Engage your employees. These are people. They all have lives outside of work and their share of problems too. Some people will be motivated by a simple pat on the back or thank you. Others might be be able to do more if they are directly challenged by competition. Some need a kick in the butt occasionally. Everyone is different. Don’t handle your staff with a blanket approach. It takes time to get to know people and understand what drives them. It’s harder when there is a language or cultural differences.
Make it fun. I’m a fairly serious guy, but I like to use humor when I can. I think my goofy side is usually a good way to connect with people on a human level. How fun is your shop? Do people like to work there? Your employees spend a considerable amount of time daily with you. Is the atmosphere one that they enjoy? Have you ever asked? Job satisfaction is directly linked to the attitudes people feel about their jobs. If your shop feels like everyone is chained together rowing the boat like some old viking movie, it might be time to rethink that position. Stroke. Stroke. Stroke.
Hire for attitude, train for skill. I can’t stress this enough. The people that you hire are going to have a direct result to the performance of the company. Who do you let into the clubhouse? What is their character and attitude? Are they someone that will fit in with the group? If you have someone on staff that is constantly divisive, what are you doing about it? Over the years I’ve terminated my share of problem employees. Their replacements were always better, and in fact in most cases, I wondered why I didn’t make that decision sooner. Who is on your staff that leaves that nagging feeling in your gut? Are you going to do anything about it?
Be a learning shop. This industry is in a constant state of change. New techniques, equipment and needs are constantly being developed. Are you on the cutting edge? Are you more of a wait and see type company? Meaning, I’ll wait until someone orders that before I’ll look into it. Often, we get so engrossed in just trying to get orders out the door on time, that we don’t look into things that are new or ways to improve. You have to set aside time for this, and ask your employees to have this mentality too. Playing around with stuff and not being afraid to fail is the attitude that is going to drive your success. So go ahead, completely ruin some garments with that wacky idea. It will be ok. Learn.

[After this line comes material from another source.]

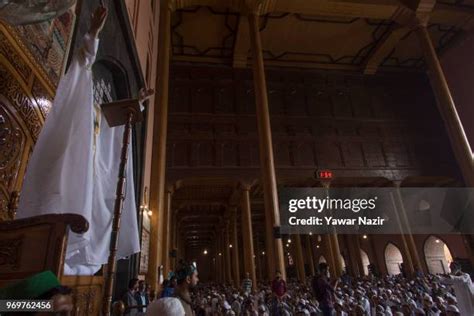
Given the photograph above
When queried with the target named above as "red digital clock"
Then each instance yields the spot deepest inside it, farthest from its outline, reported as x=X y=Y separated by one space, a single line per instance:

How do you push for excellence in your shop? Leave a comment!
Some excellent points here. It doesn’t matter how good your items are, or how much of a steal the prices are – if you don’t threat your customers right, you will eventually be on the losing side.
Another great article Marshall Atkinson. I used to do a lot of staff training in the day for a high end fashion house.I used to teach them “most people buy average..let’s show them what excellence looks like”. Some staff just do not have the attention to detail mindset but that too can be trained. Show them competitor’s products and ask them how they could improve on the quality or talk about a customer’s disgruntlement and ask them what they would do to improve the service. When you give your staff food for thought they usually will step up for you 🙂
Awesome comment Dora!! Thanks for reading and taking a moment to respond!! I really appreciate it.